SECRET COMMAND was directed by Eddie Sutherland and shot by Franz Planer. It runs 82 minutes.

There's an official Carole Landis site created by her niece which has more photos from this film. According to the site, O'Brien was friends with Landis and requested her as his costar; they would also team with director Sutherland in HAVING WONDERFUL CRIME (1945). O'Brien and Landis have very nice chemistry, to the extent that it never crossed my mind while watching that O'Brien was around two decades her senior!

I saw this film thanks to Turner Classic Movies.


Blogger Jerry E said...

This is not a film of which I was aware previously, Laura. Sounds like one I would certainly like though. What a superb cast!

I was additionally interested in your mention of the children in it.
First, Richard Lyon. He became a very familiar voice and later face in Britain in the 1950s via the long-running and very popular family sitcom "LIFE WITH THE LYONS". It starred his adoptive parents (and early Hollywood stars) Ben Lyon and Bebe Daniels and half-sister Barbara, starting on BBC radio in 1950 and running for a decade, also on TV (1955-60)
I never knew what happened to Richard and was taken by surprise to learn from you that he stayed here and died in Wales last year.

You also mention the other child's sister, Judy Nugent, who was married for many years to Buck Taylor who co-starred in 174 episodes of "GUNSMOKE" 1967-75.

Love the trivia!

4:31 AM  
Blogger Laura said...

Jerry, you are awesome! I should have dug deeper on Richard Lyon, I didn't realize he was the son of Ben Lyon and Bebe Daniels. (I have their joint memoir on hand to read but haven't started it!) What great info.

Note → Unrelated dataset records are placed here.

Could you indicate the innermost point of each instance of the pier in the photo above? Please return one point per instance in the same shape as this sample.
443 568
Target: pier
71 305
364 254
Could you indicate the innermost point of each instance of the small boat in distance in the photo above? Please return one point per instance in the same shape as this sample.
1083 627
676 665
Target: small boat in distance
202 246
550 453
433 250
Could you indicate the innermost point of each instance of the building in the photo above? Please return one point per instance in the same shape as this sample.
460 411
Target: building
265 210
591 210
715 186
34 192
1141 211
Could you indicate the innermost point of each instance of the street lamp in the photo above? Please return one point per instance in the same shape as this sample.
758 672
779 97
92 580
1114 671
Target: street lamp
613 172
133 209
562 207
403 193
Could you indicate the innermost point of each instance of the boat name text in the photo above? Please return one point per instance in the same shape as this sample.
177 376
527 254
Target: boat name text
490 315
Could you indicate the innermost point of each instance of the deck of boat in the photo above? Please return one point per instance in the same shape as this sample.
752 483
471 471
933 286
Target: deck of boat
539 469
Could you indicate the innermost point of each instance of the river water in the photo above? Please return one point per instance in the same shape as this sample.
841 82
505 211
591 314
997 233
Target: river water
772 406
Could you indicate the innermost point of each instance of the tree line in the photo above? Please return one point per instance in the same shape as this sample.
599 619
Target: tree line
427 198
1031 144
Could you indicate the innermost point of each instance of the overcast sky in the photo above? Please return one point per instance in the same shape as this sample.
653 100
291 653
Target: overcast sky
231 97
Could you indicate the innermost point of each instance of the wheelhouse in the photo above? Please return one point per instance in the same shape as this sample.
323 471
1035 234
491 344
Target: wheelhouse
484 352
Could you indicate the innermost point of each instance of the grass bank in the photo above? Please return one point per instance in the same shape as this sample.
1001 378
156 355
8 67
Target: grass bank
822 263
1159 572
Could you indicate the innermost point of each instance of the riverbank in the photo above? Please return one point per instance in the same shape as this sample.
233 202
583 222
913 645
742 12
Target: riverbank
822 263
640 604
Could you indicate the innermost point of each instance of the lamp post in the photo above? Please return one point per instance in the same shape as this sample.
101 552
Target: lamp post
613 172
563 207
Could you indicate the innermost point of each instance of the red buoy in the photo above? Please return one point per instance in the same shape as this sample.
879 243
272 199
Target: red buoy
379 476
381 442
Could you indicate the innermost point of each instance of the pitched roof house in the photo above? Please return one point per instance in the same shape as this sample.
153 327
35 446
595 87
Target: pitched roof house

And I knew Buck Taylor was an actor like his father, yet I didn't realize he was a GUNSMOKE regular. (That's a Western series I have yet to catch up with -- it's a bit daunting, so many seasons! LOL.)

Thank you so much for adding all this wonderful information to the post!!

Best wishes,

10:40 AM  
Blogger Jerry E said...

Bless you, Laura, for the "awesome" description - my wife laughed (that's not very nice, is it?).

11:53 AM  
Blogger Robby Cress said...

I enjoyed this film too. It's one of those lesser known films that is fun to discover. I have a copy recorded from TCM a while back. Your review has made me want to pull it out and give it another watch. Probably one of Landis's better film roles.

12:42 PM  
Blogger Laura said...

Robby, I was delighted to hear that you liked this one too. It's a great example of one of the things I love about movies, when you start one you just never know if you're about to watch something a little extra-special.

I thought Landis was very good, especially effective in the scene after she's had to kill a Nazi. She did what needed to be done but was repulsed by it.